Un poco más de una década –entre la hiperinflación de 1989 y el colapso total de 2001–, que impulsó transformaciones de matriz neoliberal articuladas por un liderazgo carismático, inéditamente mediático, entrampado en la fantasía de la globalidad.
Latitas de bebidas importadas, marcas desconocidas de cigarrillos, nuevos insumos tecnológicos (desde la cámara de video VHS con la que Bruzzone comenzó a registrarlo todo a partir de 1995 hasta las cámaras fotográficas que permitieron aproximar la fotografía a las prácticas contemporáneas), la posibilidad de viajar gracias a la paridad cambiaria y la importación china que fundaría los icónicos “Todo x $2” e inundaría sus góndolas de surtidos plásticos.
Entre la resistencia y el acople –miméticamente y a contrapelo–, lo cierto es que los contrastes se evidencian cada vez que ponemos en circulación nuevos testimonios materiales que permiten desarticular la aparente unidad estilística que la crítica construyó en torno al canon de los 90. Otras visualidades, nuevas tácticas y un conjunto de obras, como las pinturas de Alejandra Fenochio, a la espera de un tiempo distinto que pueda mirarlas, tal vez por primera vez.

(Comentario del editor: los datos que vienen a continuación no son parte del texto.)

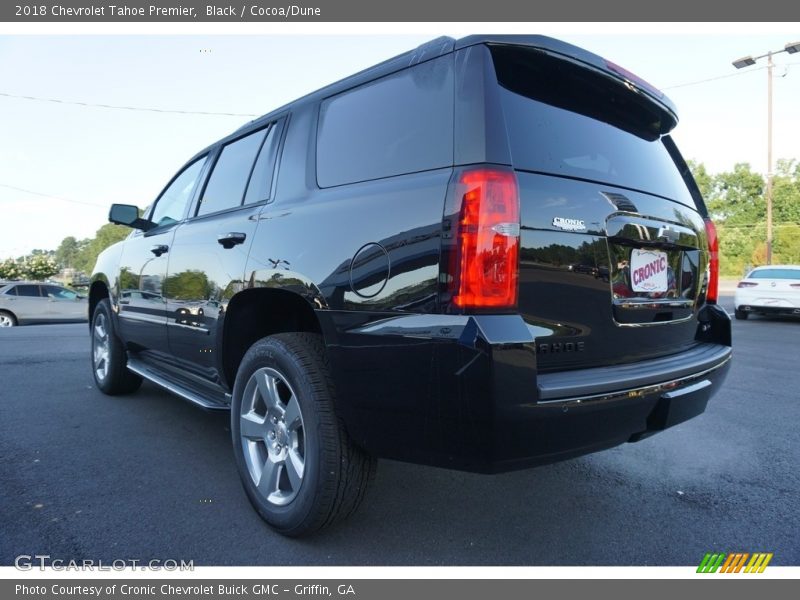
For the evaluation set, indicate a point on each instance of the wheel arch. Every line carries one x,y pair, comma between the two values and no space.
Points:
97,292
255,313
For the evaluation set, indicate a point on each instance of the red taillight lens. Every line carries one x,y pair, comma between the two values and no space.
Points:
486,259
713,263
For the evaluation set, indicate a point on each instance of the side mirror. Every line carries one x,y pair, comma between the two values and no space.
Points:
128,215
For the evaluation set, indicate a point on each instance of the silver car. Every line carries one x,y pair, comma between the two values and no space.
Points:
23,302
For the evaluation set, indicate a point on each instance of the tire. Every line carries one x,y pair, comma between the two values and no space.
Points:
298,466
109,361
7,319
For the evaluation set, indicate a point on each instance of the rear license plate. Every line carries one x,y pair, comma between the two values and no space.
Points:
649,270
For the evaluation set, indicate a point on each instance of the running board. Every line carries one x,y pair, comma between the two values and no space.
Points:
141,369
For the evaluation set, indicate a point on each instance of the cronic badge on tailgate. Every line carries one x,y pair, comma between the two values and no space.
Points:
569,224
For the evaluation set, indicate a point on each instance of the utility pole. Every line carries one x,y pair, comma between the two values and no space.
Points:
746,62
769,158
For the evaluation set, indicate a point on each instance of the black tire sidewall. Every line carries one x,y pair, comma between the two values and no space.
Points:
293,517
117,371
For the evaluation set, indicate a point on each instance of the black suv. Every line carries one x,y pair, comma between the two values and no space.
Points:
484,254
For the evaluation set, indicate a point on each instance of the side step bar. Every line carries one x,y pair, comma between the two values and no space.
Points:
141,369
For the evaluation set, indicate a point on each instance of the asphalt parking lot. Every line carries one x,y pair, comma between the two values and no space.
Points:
148,476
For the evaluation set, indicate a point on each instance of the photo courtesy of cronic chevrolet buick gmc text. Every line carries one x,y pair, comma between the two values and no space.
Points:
484,254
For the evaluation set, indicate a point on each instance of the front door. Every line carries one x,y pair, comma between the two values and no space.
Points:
143,265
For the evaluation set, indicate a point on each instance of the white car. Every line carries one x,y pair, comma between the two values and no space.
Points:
23,302
770,290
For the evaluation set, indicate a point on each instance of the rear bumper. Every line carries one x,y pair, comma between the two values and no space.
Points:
463,391
770,310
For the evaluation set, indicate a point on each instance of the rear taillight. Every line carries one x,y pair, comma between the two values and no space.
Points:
484,263
713,262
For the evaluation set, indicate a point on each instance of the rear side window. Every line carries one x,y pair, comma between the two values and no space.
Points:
775,274
401,123
31,291
258,189
567,120
228,181
59,292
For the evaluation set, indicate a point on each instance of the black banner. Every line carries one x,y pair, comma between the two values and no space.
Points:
392,589
133,11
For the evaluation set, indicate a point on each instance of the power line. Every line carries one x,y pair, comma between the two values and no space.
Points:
18,189
118,107
709,79
735,74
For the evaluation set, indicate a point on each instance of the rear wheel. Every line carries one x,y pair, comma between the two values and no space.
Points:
109,361
298,466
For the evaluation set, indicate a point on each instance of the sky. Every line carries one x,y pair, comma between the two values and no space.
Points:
62,165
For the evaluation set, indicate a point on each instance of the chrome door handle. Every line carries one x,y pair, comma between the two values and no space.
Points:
229,240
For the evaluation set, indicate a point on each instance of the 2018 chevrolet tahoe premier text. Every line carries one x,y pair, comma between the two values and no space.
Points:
484,254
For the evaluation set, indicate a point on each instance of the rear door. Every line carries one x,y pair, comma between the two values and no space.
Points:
208,255
613,247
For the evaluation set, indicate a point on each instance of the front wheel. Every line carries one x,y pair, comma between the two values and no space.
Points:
109,361
298,466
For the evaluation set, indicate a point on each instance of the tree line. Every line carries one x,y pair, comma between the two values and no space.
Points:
737,204
735,200
71,253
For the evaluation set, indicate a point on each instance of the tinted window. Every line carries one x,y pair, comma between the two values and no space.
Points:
171,205
226,186
775,274
566,120
261,180
401,123
28,290
59,292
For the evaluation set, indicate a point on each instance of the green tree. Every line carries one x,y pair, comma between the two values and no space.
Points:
40,266
67,252
11,270
704,180
106,236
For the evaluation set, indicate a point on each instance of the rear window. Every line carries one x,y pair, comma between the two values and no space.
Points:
28,290
567,120
775,274
401,123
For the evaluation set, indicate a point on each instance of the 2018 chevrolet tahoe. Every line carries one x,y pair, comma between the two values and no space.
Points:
484,254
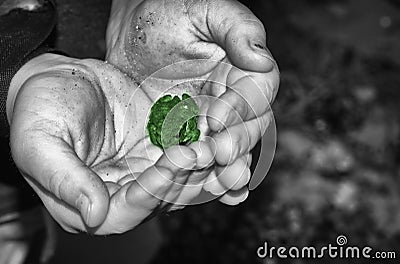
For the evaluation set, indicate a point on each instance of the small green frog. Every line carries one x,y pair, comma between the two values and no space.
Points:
173,121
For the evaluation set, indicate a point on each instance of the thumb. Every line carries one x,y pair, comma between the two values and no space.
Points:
55,167
236,29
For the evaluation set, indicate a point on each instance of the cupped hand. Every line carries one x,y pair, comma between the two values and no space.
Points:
78,136
215,48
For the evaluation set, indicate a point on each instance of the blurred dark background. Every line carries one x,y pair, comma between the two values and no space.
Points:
336,168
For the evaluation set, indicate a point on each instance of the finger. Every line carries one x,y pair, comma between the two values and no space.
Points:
136,200
204,153
234,176
235,197
51,163
235,28
239,139
180,160
247,96
213,186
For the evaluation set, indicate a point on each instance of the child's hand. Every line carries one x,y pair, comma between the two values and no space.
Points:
78,135
193,41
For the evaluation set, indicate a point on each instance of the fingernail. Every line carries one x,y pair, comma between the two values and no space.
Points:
84,206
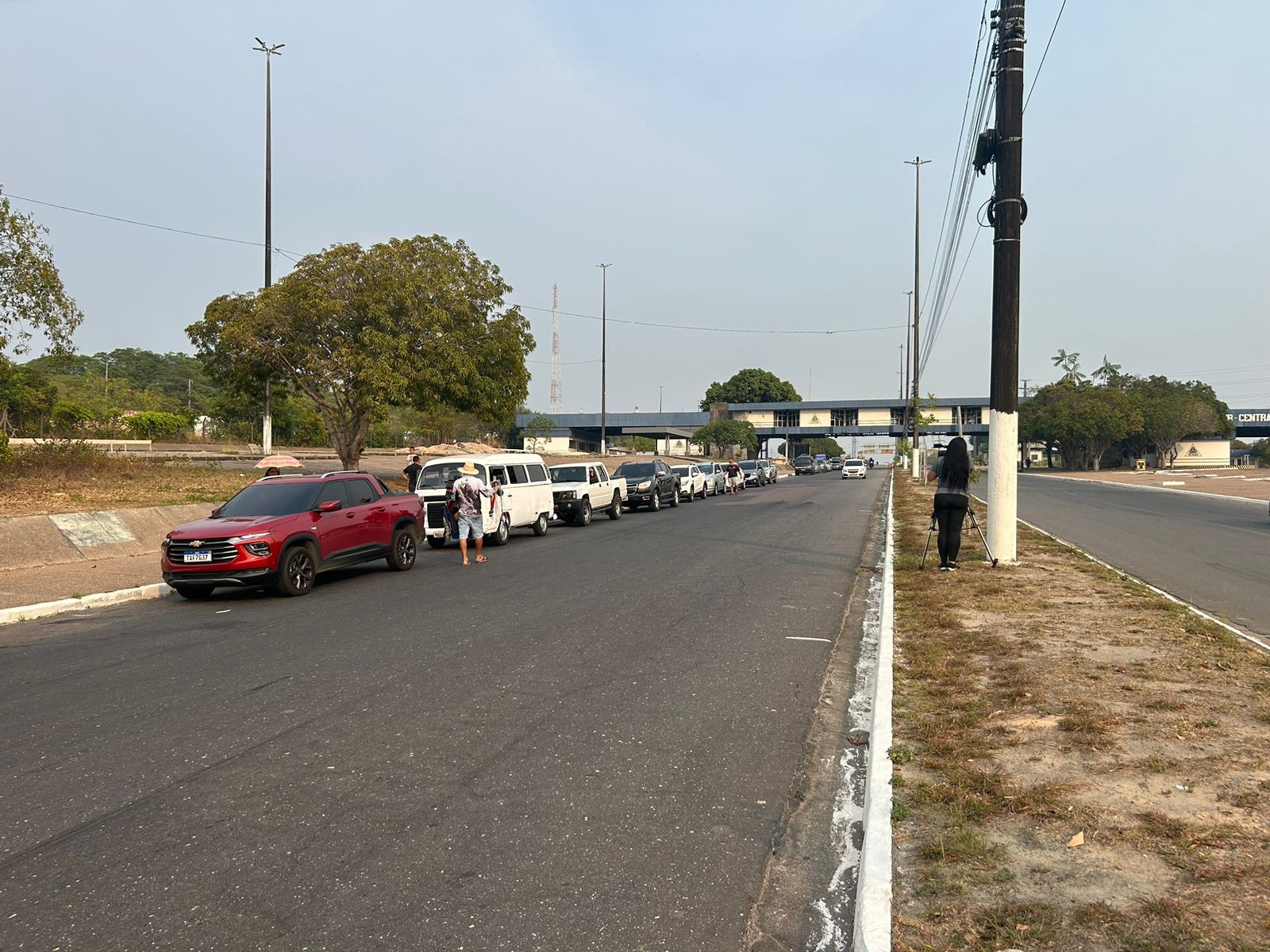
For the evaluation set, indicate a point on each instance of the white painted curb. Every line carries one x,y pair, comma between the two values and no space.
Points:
1187,606
103,600
873,882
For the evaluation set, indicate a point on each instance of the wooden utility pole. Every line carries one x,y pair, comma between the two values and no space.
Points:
918,298
1007,207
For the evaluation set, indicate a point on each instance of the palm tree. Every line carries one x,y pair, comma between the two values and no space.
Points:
1108,372
1070,365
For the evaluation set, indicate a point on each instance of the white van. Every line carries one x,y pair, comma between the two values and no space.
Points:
525,494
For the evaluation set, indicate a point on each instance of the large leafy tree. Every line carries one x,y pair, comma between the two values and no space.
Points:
751,386
417,321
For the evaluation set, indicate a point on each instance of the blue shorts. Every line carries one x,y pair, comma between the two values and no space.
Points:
471,526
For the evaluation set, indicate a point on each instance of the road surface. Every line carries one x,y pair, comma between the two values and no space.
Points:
584,744
1210,551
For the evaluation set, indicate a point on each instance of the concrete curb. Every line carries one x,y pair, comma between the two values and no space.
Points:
103,600
1191,493
1122,573
873,882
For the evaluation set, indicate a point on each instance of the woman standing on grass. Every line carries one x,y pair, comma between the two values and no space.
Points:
952,499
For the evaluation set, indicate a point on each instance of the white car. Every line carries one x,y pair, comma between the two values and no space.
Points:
854,469
692,482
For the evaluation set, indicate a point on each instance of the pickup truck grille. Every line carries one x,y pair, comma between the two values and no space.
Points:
221,550
436,516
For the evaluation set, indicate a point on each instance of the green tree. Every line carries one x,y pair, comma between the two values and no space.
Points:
32,298
357,330
537,429
751,386
727,433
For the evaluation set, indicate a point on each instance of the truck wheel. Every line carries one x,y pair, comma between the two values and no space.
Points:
403,550
296,571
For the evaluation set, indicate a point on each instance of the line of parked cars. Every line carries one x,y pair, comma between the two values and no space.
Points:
283,531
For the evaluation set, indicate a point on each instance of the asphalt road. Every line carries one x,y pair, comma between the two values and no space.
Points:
1210,551
584,744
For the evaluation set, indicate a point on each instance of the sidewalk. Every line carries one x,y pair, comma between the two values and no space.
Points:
48,583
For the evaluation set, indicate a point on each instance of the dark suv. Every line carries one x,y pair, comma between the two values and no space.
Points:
285,530
649,484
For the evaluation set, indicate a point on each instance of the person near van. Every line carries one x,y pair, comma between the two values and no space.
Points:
470,493
412,474
952,475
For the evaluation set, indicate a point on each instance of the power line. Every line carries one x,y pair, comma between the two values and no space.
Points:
715,330
1041,63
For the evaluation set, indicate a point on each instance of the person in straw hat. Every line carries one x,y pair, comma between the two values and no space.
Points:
470,493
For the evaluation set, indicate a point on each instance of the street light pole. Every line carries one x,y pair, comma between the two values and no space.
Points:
270,52
603,357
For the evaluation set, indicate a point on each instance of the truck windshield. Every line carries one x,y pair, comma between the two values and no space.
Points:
634,470
440,475
569,474
270,499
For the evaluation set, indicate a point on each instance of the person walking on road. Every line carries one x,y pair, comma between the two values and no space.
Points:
470,493
952,474
412,474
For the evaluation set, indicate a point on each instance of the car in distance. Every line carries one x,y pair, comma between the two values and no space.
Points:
692,482
283,531
649,482
717,479
582,489
854,469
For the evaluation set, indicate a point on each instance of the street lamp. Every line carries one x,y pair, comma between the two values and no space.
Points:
270,52
603,357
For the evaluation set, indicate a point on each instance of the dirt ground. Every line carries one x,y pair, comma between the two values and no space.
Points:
1080,765
1244,484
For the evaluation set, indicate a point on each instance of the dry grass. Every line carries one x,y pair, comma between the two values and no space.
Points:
1053,698
74,479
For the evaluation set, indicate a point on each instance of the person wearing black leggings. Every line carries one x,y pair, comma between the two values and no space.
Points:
952,474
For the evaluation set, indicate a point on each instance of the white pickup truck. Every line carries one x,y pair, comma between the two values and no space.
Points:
583,489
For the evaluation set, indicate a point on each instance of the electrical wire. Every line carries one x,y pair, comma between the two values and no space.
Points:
1041,63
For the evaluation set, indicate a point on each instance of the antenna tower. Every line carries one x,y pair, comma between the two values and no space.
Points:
556,397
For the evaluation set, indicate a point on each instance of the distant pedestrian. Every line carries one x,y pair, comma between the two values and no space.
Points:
412,474
470,493
952,474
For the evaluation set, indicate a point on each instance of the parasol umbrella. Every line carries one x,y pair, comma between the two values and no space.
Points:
279,461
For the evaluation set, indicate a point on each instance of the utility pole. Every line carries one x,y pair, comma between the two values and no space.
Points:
603,357
270,52
918,298
1007,215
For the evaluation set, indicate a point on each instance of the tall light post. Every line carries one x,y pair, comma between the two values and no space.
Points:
270,52
603,357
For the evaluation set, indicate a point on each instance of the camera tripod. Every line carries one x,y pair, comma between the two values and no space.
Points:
975,524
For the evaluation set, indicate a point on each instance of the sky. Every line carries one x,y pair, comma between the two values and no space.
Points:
741,164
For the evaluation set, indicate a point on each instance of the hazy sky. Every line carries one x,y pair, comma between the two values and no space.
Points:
741,164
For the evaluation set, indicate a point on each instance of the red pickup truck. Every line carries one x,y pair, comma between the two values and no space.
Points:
285,530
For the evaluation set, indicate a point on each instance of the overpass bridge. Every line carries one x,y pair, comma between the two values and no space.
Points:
808,419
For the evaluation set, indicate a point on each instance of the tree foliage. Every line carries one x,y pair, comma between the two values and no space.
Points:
414,321
727,433
32,298
751,386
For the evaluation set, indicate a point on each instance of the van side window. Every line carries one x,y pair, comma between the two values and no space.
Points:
360,492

La pintura es escarbar para afuera
La serie de retratos que presentamos en la nueva galería Nora Fisch se espejan en el mundo escénico, el varieté y la extravagancia. También en el lujo plebeyo del repertorio de productos en serie que poblaron los anaqueles del consumo masivo de los 90; y con el deseo de intimidad en medio del cambio cultural que desplazaría lo privado por la extroversión de las pantallas. “El retrato tiene eso de encerrarse a pintar con el otro”, es una conversación y una forma de escape; y son siempre deformes porque el tiempo se sedimenta en su superficie y las miradas se superponen en el devenir a la par.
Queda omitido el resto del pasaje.